Yellowknife (June 01/05) - As an artist, Moira Cameron combines the skills of the musician, the storyteller, the actor and the historian. She is a balladeer.

During the first storytelling festival in Yellowknife last weekend, Cameron treated a NACC audience to all her skills with three traditional ballads sung a cappella.


NNSL Photograph

Moira Cameron sings a ballad and strums an Appalachian dulcimer during an afternoon workshop organized as part of NACC's Festival of Stories.


The response from the audience suggests there's an appetite for more.

Cameron brought her love of balladry to Yellowknife 15 years ago. She grew up in Toronto listening to her late father, the folk singer Stewart Cameron, singing traditional ballads from his native Scotland. Balladry became her passion and her life's work.

Cameron released two solo albums from Yellowknife and performs ballads at storytelling festivals and conferences across Canada.

She presented a workshop on the history and tradition of ballads during the weekend's storytelling festival.

A ballad is a narrative song comprised of compact stanzas and often a refrain, she says. As a poetic form, the ballad stretches back to the late Middle Ages in Europe.

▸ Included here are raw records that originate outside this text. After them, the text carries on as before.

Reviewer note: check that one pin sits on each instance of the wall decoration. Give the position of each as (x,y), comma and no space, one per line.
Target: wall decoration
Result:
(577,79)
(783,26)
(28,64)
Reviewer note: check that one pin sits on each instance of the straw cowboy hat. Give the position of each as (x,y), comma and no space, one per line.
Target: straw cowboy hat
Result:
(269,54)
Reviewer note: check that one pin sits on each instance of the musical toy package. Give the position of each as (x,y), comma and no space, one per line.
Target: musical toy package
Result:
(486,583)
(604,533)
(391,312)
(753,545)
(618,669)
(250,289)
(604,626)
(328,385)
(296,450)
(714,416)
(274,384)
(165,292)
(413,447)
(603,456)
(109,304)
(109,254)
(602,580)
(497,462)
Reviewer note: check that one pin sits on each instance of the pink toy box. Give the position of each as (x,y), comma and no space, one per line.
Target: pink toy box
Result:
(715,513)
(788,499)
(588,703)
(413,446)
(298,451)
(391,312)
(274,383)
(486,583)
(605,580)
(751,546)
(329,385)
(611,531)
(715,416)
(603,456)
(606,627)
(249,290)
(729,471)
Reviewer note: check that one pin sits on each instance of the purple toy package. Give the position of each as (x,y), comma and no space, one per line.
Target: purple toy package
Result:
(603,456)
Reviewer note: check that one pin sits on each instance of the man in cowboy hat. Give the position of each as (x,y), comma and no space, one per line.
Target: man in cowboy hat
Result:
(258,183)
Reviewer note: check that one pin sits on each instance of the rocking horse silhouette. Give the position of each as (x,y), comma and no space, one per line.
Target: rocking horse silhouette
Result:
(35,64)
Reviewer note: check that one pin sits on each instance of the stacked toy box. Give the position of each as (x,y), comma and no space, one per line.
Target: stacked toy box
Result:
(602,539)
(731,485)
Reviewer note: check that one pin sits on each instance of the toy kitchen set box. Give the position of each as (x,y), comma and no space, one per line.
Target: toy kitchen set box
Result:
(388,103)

Travelling minstrels used ballads to spread news of the day while enchanting listeners with lyrical tales of elves, knights, pirates, sex and murder.

Beyond mere entertainment, the ballad was a vessel for social critique and moral instruction.

Another kind of balladeer, long overlooked by modern folklorists, was the medieval mother and wife.

Hundreds of years before the workaday diversions of radio and television, women combined "the fantastical and the practical" by singing ballads while labouring in the home or field.

Many of the old ballads Cameron sings tell timeless stories from a woman's point of view. She says she is inspired in her own life by the endurance and strength of the women in her favourite ballads.

"When I'm singing a ballad I slip into another realm," says Cameron. "I'm transported into the story."

By immersing herself in the story she's telling through song, Cameron says she becomes almost like a method actor. Just as an actor must convey character and emotion from the confines of a script, so too must the balladeer convey complex expression from the confines of a few simple lyrics.

That the ballad has endured for so long is testament to its beauty as a storytelling medium, says Cameron. She describes the ballad as a "living archive" of human emotion that reaches deeper than even today's rap or country music. "The vast range of human experience that ballads cover is what makes them so special," she says. "I have hundreds of ballads in my repertoire and I've only skimmed the surface. I'm still coming across ballads I've never heard and want to learn."

Over the past decade, Cameron has written a handful of original ballads. Though she composes in the traditional style, her themes are contemporary.

The first ballad Cameron wrote spins a cautionary tale of violence against women in Yellowknife that is based on an incident involving a friend. Another of her ballads chronicles the aftermath of the Giant Mine disaster.

True to the spirit of oral tradition however, Cameron says she prefers singing the centuries old ballads that have no copyright.

"It's the biggest compliment to me when someone wants to learn a ballad they've heard me sing in order to pass it on in their own voice," she says. "That's how the tradition continues."

Cameron hopes the tradition of an annual storytelling festival in Yellowknife continues far into the future. She says she will continue organizing storytelling ceilidhs and networking with other storytellers while working on her third album of ballads in an effort to help make that happen.